The Amazing Perplexity Cure

By MARC SIEGAL

MAIMONIDES
By Sherwin Nuland
256 pages. Schocken. $19.95

Dr. Sherwin Nuland, esteemed Yale surgeon and author, has written a compelling book about the life and times of the Rambam, Rabbi Moses Maimonides, that succeeds in creating a new and vital perspective on the great Jewish leader.

Nuland’s book is the result of an old Jewish dictum that one is not allowed to turn away from a responsibility. One thing that all modern physicians continue to have in common with the great Maimonides is that our lives and our medical practices are teeming with people with urgent requests. And for our patients, like Maimonides' patients, these requests demand a mixture of the medical science of the time, and faith. Faith in medical science, but above all faith in God, faith that illness will give way to cure.

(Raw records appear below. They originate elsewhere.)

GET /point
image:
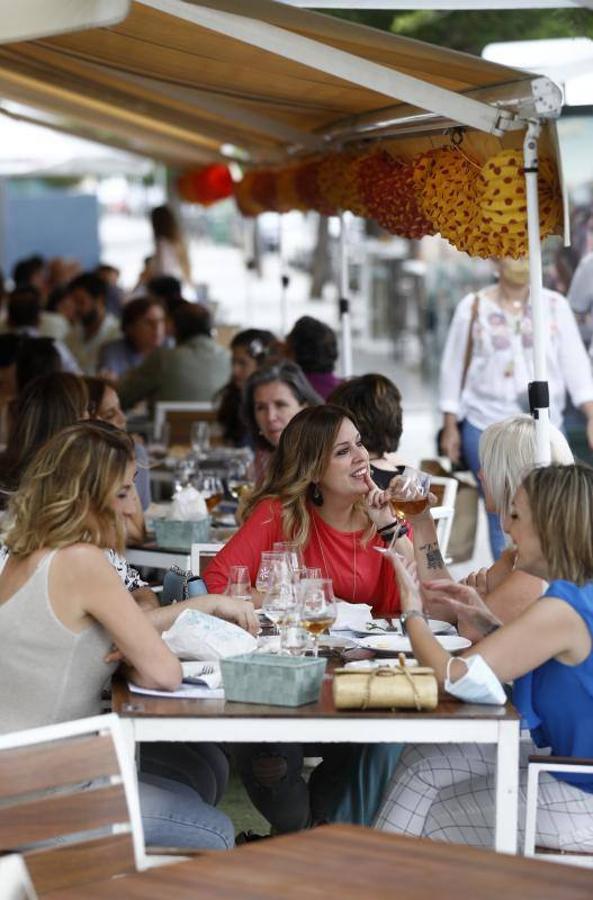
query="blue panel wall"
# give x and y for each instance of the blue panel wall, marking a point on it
(52, 224)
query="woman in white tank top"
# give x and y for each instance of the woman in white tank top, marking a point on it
(62, 606)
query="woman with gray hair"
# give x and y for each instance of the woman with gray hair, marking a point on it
(273, 396)
(507, 453)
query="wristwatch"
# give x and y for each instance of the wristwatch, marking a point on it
(411, 614)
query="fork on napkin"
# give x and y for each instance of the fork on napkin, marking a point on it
(207, 674)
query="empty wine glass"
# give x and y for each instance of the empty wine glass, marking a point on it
(264, 573)
(294, 556)
(199, 436)
(239, 583)
(210, 487)
(317, 607)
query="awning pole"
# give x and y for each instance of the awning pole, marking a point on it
(284, 279)
(538, 389)
(345, 323)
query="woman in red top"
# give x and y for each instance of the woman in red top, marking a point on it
(319, 494)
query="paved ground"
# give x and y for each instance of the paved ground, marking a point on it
(241, 297)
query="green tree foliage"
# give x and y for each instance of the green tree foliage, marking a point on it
(471, 31)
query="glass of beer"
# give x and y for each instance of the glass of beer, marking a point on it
(408, 493)
(317, 607)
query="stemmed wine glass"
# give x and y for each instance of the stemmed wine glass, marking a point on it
(317, 607)
(279, 595)
(210, 487)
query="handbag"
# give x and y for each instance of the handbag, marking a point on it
(390, 687)
(179, 585)
(462, 465)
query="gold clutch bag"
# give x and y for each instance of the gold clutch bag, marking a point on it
(399, 687)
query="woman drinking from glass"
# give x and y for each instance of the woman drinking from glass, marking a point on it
(317, 494)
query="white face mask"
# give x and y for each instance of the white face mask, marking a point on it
(478, 685)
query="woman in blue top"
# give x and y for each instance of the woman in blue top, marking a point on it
(447, 791)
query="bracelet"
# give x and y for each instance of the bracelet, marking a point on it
(390, 527)
(399, 531)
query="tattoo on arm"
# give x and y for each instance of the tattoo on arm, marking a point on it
(434, 559)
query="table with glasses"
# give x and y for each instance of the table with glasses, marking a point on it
(147, 718)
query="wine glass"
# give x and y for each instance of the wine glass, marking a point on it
(210, 487)
(199, 436)
(317, 607)
(408, 494)
(264, 573)
(294, 556)
(239, 583)
(279, 597)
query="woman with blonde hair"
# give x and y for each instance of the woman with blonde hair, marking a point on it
(319, 495)
(446, 792)
(170, 252)
(507, 453)
(62, 607)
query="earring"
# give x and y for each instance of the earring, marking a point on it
(317, 496)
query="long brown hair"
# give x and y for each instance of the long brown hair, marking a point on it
(299, 462)
(66, 493)
(46, 406)
(561, 503)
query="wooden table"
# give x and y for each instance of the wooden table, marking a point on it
(170, 719)
(348, 862)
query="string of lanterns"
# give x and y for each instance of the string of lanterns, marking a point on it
(479, 207)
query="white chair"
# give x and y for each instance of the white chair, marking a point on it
(201, 555)
(443, 513)
(180, 415)
(538, 764)
(44, 795)
(15, 883)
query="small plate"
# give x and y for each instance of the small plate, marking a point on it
(336, 642)
(397, 643)
(379, 627)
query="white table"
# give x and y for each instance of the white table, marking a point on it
(155, 558)
(169, 719)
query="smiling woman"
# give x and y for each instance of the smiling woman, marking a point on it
(318, 494)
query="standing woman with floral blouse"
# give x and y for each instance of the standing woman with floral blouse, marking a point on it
(488, 362)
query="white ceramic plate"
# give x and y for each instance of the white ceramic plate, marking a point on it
(378, 627)
(367, 665)
(397, 643)
(336, 641)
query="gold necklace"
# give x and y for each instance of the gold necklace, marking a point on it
(325, 565)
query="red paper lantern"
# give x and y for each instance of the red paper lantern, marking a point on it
(207, 185)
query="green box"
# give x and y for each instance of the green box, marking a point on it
(173, 534)
(273, 680)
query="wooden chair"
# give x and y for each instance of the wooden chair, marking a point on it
(180, 416)
(45, 794)
(202, 555)
(15, 882)
(538, 764)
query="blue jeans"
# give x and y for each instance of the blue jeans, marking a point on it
(470, 442)
(174, 815)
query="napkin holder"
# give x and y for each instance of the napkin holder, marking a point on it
(174, 534)
(272, 680)
(390, 687)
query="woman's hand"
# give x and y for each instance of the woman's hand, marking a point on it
(407, 580)
(478, 581)
(450, 443)
(474, 618)
(240, 612)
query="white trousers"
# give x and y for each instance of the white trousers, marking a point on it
(447, 792)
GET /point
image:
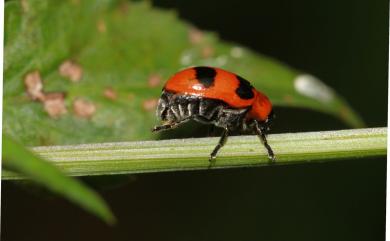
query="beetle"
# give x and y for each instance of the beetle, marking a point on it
(215, 96)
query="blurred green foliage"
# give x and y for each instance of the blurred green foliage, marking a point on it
(17, 158)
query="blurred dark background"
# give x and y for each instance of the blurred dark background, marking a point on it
(345, 44)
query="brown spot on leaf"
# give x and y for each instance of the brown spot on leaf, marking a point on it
(101, 26)
(109, 93)
(34, 86)
(154, 80)
(195, 36)
(83, 108)
(150, 104)
(207, 52)
(71, 70)
(54, 104)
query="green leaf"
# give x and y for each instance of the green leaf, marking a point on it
(119, 46)
(22, 161)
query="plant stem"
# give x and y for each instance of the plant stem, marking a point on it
(193, 154)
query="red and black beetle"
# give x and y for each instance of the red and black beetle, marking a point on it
(215, 96)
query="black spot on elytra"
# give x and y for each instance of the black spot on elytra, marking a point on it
(205, 75)
(244, 90)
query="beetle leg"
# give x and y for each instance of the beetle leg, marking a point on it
(261, 134)
(220, 144)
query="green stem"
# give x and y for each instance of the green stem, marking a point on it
(193, 154)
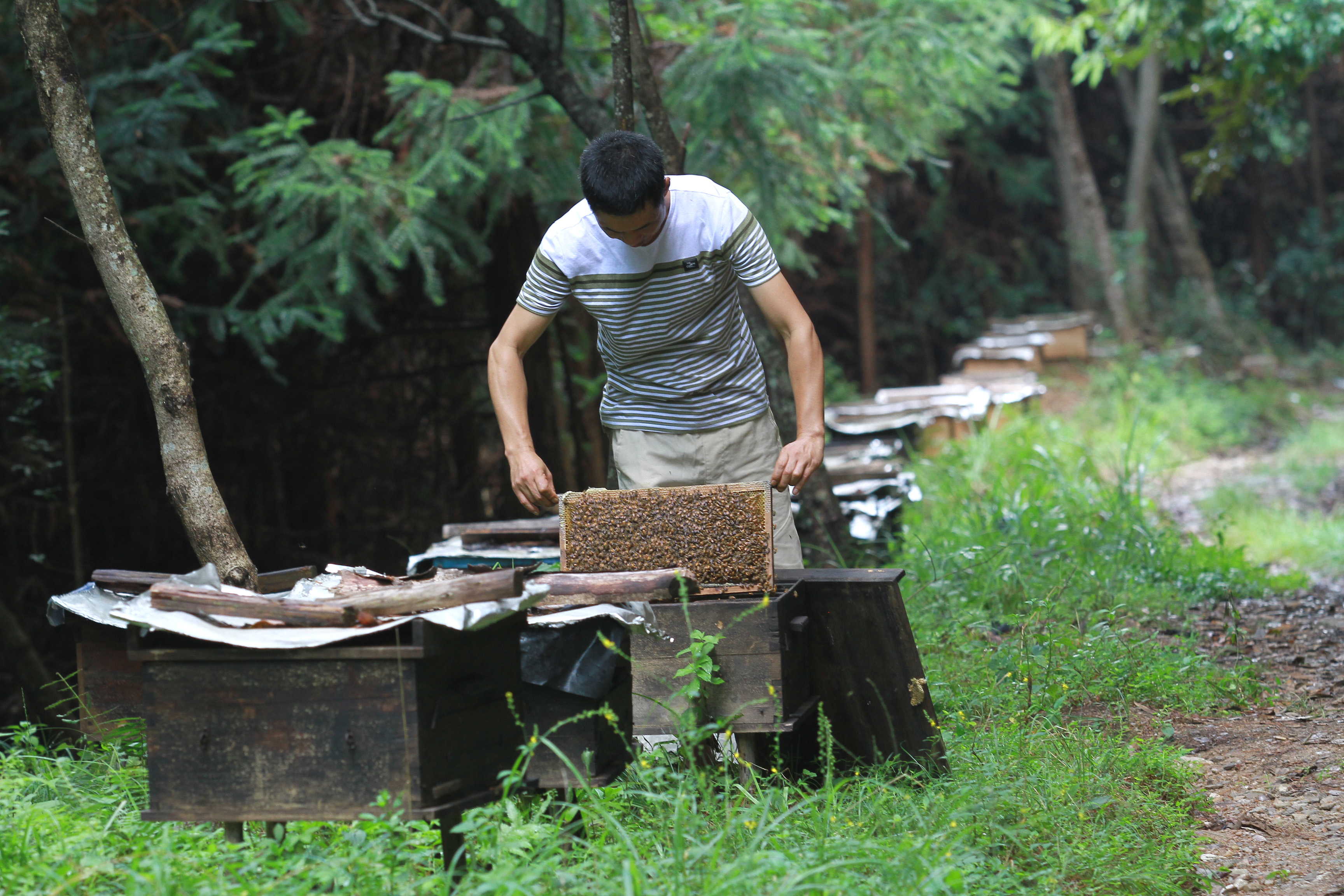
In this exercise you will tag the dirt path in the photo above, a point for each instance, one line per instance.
(1275, 774)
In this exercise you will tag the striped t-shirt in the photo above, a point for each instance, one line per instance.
(677, 346)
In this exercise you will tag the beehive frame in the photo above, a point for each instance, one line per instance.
(734, 519)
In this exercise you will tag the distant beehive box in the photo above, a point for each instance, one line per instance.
(725, 534)
(1069, 330)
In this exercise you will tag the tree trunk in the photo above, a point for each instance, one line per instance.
(1080, 184)
(163, 357)
(513, 246)
(543, 56)
(647, 92)
(584, 373)
(1257, 224)
(826, 532)
(1314, 119)
(623, 82)
(46, 696)
(1139, 183)
(1171, 201)
(1085, 285)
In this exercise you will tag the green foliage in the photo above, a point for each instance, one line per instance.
(1248, 61)
(1041, 573)
(791, 103)
(1038, 579)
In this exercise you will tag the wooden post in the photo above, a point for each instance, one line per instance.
(867, 315)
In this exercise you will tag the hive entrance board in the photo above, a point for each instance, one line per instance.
(724, 534)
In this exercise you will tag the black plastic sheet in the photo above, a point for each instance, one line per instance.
(573, 659)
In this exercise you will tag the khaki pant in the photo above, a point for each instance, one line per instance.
(740, 453)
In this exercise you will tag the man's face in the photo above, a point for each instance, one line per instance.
(640, 229)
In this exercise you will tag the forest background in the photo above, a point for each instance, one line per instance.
(338, 202)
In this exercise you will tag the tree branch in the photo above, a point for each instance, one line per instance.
(163, 357)
(371, 18)
(549, 65)
(647, 92)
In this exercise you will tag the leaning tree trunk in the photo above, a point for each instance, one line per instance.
(647, 91)
(1171, 201)
(163, 357)
(1077, 179)
(1139, 182)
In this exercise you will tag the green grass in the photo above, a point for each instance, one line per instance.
(1038, 574)
(1283, 523)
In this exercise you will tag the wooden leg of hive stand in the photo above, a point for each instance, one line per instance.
(452, 844)
(752, 754)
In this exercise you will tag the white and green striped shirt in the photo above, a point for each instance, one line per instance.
(677, 346)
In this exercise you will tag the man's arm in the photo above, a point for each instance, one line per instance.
(531, 480)
(784, 312)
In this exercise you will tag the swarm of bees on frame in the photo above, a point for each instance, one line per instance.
(721, 532)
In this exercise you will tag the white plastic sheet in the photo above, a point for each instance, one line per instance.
(99, 605)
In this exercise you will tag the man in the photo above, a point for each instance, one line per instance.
(656, 261)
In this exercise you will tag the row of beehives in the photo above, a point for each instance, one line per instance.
(425, 710)
(995, 373)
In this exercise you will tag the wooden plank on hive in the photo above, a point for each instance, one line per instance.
(724, 534)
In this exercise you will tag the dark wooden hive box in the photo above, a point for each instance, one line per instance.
(109, 684)
(862, 660)
(592, 746)
(318, 734)
(763, 662)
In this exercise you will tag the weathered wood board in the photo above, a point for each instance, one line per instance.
(761, 660)
(862, 660)
(242, 735)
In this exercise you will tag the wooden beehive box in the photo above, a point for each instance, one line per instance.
(725, 534)
(109, 683)
(864, 665)
(319, 734)
(761, 657)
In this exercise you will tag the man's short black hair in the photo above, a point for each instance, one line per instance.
(620, 172)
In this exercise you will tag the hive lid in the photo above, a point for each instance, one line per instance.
(725, 534)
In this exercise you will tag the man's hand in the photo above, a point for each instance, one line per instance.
(533, 483)
(798, 462)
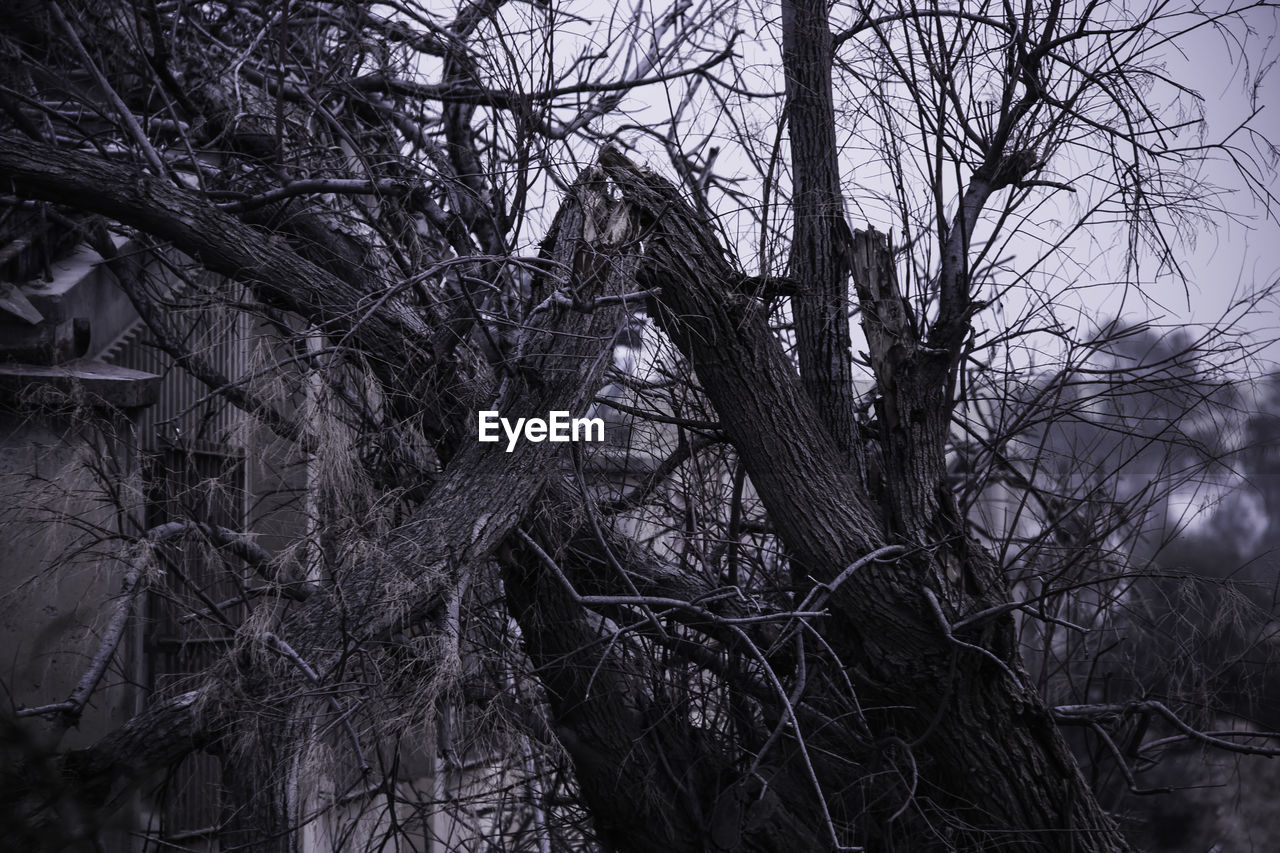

We provide the best treatments we can bring, but beyond this, there is the hope, the faith, that defies statistics. In my practice, there are cancer patients who have outlived their diagnoses as well as those who have died before predicted. One man with a set of leaking capillaries has conquered his grim prognosis and returned to a normal life without illness. Another patient falls in his bathtub and dies instantly. It is my responsibility to care for all, the survivors as well as those who die.

For Maimonides, there was the drive to explain, to interpret his faith and belief in Torah in the context of what he knew about science, to interpret for the Jewish people of his time and since—his attempts, in his first two great works, The Commentary on the Mishnahand The Mishnah Torah, to help explain the Talmud and Jewish teachings in a way that the common man could understand.

By the time of his third great work, The Guide for the Perplexed, Maimonides was also working as an extremely busy physician, and according to Nuland, he was attempting in his writings to reconcile the Aristotelian science of the times with a theretofore uncompromising religious faith. In fact, it is this attempt at understanding both science and religious philosophy simultaneously that Nuland suggests is one of the Rambam’s most characteristic and possibly transcendent contributions to Jewish teaching. It is also what brought Maimonides the greatest criticism, and may be why his final great work was tailored more for the elite intellect, for those who could better understand seemingly contradictory explanations at the same time.

“The philosophical problem of the era in which he lived was to find a conciliation between faith and reason… What the Rambam did throughout all of his writings…was to attempt an incorporation of philosophy and science into religious thought… to him, such a consideration not only made theological sense but was a means of his people’s survival.”

Nuland’s book is an interesting accomplishment which in just over 200 pages manages to provide insight into both the great man’s life and his work. He traces how the death of Maimonides’ brother leads him to profound depression and heart disease, which is later worsened by criticisms of his works. We are able to visualize both Maimonides life and his world, crucial to seeing him in perspective. In one of his best insights, Nuland critically evaluates Maimonides as a physician, and rates him as very popular but not transcendent. After all, he was practicing at a time when doctors still believed in the body “humors,” when medicine remained in the Dark Ages. But by helping us to understand Maimonides essential limitations as a doctor, Nuland also allows us to see, by contrast, his transcendence as a great religious thinker and philosopher.

If there is a limitation to this book it is to be found in the massive volume of Maimonides’ literary contribution. Nuland cannot possibly wrap his mind around all of it in a brief account. More direct quotes from the Rambam’s great works might have been helpful. Overall, Nuland’s deft literary strokes are on the mark. What we are brought to cherish is a well chiseled yet sweeping account of a great master in the context of his time and ours.